MARJOLAINE OU LA SAISON DES VENDANGES

Publié le 21 Décembre 2021

MARJOLAINE OU LA SAISON DES VENDANGES

QUATRIÈME DE COUVERTURE

Au soir de sa vie, entre vignes et océan, une femme s’interroge sur la meilleure façon de continuer son chemin.

Poursuivre ? Changer ? À partir de quand est-on « vieux » ? Les responsabilités sont-elles une entrave à la liberté ? Doit-on suivre les conseils de ceux que l’on aime ? Autant de questions qui entourent une décision qu’elle est seule à pouvoir prendre...

 

MARJOLAINE OU LA SAISON DES VENDANGES 


 

Depuis la mort prématurée de son mari, Marjolaine présidait seule aux destinées du domaine.

Elle avait dû engager un œnologue pour maintenir la qualité qui était la raison de vivre de Constant.

Mais tout le reste lui incombait : la gestion du personnel et des querelles d'ego, la surveillance et le contrôle de la taille, des traitements... Même en bio, il en fallait. L’aléa climatique était un souci permanent. Que de nuits sans sommeil quand la météo annonçait de la grêle, ou du gel. II fallait alors sortir en pleine nuit pour mettre en route les rampes de chauffage. Et, à près de quatre-vingts ans, elle commençait à fatiguer.

Bien avant les vendanges, il fallait aussi recruter suffisamment de volontaires, organiser le couchage dans les communs, et les grandes tables des dîners conviviaux qui faisaient chaque année de cette saison une fête inoubliable. Alors, elle virevoltait, passait d'une tablée à l’autre, recueillait confidences et nouvelles des uns et des autres, réfléchissait aux conseils qu'on lui demandait. C 'était très excitant.

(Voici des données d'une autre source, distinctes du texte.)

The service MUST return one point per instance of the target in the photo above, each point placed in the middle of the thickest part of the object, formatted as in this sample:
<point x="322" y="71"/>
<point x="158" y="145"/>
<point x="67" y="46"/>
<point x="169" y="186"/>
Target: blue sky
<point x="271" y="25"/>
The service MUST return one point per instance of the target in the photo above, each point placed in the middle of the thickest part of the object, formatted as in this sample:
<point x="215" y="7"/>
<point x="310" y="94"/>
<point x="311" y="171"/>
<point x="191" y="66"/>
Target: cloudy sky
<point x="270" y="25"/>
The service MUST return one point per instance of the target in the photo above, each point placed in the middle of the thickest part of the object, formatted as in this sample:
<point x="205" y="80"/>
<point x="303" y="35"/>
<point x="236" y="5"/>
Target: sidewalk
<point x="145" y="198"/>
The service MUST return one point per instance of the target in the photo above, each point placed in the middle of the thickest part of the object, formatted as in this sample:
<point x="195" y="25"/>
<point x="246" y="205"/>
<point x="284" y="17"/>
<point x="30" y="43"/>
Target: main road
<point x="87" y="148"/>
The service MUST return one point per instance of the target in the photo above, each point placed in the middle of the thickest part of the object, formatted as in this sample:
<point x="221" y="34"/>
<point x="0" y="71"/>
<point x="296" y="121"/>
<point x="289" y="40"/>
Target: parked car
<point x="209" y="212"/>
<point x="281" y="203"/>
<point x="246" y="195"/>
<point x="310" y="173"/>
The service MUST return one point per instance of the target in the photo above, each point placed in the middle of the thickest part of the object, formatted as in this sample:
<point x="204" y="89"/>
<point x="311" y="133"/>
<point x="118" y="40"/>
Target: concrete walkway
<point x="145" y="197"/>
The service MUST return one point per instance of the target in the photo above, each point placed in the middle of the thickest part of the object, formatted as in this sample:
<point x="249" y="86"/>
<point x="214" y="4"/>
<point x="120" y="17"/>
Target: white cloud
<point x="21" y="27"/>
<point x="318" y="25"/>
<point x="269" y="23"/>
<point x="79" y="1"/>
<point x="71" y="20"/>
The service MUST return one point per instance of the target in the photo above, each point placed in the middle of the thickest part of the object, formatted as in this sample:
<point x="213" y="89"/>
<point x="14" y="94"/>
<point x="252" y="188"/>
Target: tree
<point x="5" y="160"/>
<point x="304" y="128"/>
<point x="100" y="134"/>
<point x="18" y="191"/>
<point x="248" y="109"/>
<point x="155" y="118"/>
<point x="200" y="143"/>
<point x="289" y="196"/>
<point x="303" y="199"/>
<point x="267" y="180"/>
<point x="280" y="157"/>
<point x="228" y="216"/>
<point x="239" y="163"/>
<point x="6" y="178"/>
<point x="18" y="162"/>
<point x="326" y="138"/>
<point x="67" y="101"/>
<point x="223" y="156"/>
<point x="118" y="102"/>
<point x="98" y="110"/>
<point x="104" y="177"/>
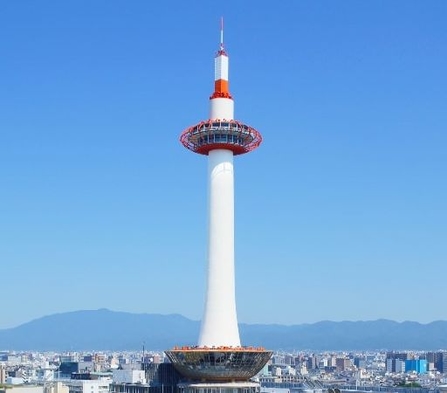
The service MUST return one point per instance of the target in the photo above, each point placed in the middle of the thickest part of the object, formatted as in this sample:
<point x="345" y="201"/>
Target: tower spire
<point x="221" y="36"/>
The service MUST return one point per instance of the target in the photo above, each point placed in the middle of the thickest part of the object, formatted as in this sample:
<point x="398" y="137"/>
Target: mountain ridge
<point x="104" y="329"/>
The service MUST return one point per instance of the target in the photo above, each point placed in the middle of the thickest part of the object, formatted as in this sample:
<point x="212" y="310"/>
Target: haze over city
<point x="340" y="214"/>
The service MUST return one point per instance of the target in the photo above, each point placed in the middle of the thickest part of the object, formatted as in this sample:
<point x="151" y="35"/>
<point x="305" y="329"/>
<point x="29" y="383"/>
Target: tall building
<point x="219" y="361"/>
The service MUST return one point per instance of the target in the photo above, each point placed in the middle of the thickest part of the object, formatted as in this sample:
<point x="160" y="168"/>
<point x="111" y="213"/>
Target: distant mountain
<point x="110" y="330"/>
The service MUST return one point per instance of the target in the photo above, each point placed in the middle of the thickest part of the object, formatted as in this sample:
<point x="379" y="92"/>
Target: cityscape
<point x="222" y="357"/>
<point x="147" y="371"/>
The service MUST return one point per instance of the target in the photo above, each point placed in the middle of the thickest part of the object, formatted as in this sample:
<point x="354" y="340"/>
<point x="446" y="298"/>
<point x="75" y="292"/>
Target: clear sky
<point x="341" y="214"/>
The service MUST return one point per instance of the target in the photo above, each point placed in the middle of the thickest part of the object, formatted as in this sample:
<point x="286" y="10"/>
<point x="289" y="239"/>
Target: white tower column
<point x="219" y="323"/>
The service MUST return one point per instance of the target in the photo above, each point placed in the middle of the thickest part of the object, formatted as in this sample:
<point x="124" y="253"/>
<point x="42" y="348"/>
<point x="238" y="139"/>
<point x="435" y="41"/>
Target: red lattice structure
<point x="214" y="134"/>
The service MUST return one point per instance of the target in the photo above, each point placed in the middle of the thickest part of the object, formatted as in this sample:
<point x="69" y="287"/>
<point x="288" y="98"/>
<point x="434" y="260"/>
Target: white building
<point x="129" y="376"/>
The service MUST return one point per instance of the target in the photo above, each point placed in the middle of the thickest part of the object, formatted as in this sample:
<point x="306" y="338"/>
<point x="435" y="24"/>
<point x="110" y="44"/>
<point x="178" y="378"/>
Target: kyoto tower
<point x="219" y="357"/>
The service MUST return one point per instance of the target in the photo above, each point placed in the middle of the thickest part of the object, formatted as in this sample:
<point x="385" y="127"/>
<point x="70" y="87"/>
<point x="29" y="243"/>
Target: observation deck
<point x="218" y="363"/>
<point x="220" y="134"/>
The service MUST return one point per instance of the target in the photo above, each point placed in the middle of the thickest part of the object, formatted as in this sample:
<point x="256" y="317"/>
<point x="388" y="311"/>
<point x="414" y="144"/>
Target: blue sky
<point x="340" y="214"/>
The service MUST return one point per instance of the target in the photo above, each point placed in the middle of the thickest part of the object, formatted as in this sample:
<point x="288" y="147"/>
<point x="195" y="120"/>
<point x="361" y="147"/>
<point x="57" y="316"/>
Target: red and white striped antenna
<point x="221" y="34"/>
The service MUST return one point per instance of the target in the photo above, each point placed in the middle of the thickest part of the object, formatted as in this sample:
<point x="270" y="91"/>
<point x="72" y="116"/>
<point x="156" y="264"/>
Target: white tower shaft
<point x="219" y="323"/>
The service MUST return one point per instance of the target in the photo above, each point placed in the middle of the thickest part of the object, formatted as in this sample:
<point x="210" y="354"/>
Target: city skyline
<point x="341" y="212"/>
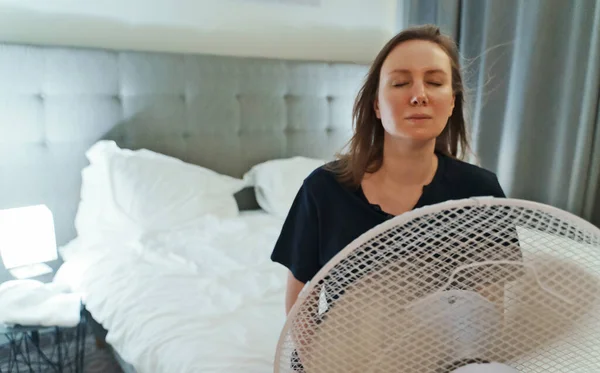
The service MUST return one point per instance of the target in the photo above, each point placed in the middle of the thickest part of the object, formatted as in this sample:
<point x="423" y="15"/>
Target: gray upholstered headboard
<point x="224" y="113"/>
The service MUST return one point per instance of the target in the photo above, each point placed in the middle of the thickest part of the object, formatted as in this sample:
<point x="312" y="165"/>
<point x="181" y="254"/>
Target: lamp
<point x="27" y="240"/>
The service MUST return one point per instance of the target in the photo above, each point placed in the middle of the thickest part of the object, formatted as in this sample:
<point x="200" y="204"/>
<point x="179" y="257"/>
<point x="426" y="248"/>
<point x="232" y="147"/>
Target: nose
<point x="419" y="96"/>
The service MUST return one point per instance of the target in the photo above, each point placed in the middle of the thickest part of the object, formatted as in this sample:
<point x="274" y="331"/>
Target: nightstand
<point x="43" y="348"/>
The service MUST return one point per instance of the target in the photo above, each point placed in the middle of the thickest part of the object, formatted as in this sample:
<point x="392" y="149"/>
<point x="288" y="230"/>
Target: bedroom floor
<point x="96" y="360"/>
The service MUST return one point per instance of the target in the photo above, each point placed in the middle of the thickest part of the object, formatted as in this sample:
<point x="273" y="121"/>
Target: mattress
<point x="199" y="299"/>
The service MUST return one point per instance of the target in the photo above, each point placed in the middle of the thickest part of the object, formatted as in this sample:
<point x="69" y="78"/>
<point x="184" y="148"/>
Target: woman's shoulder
<point x="475" y="178"/>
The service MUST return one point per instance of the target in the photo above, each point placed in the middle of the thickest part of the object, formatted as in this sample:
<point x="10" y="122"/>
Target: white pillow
<point x="276" y="182"/>
<point x="127" y="193"/>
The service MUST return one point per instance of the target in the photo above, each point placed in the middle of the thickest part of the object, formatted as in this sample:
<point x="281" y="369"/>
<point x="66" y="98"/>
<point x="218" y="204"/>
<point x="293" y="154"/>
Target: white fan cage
<point x="481" y="279"/>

Pour les vendanges, elle aurait bien continué sans compter les années !

Mais ses fils l'exhortaient à vendre. Aucun des deux ne pouvait, ne voulait, prendre la suite, ayant opté, l'un pour une carrière de pianiste international, l'autre pour un poste de manager aux États-Unis. Elle devait, selon eux, s'installer dans le grand appartement parisien, cesser de conduire et profiter tranquillement des richesses culturelles de la capitale.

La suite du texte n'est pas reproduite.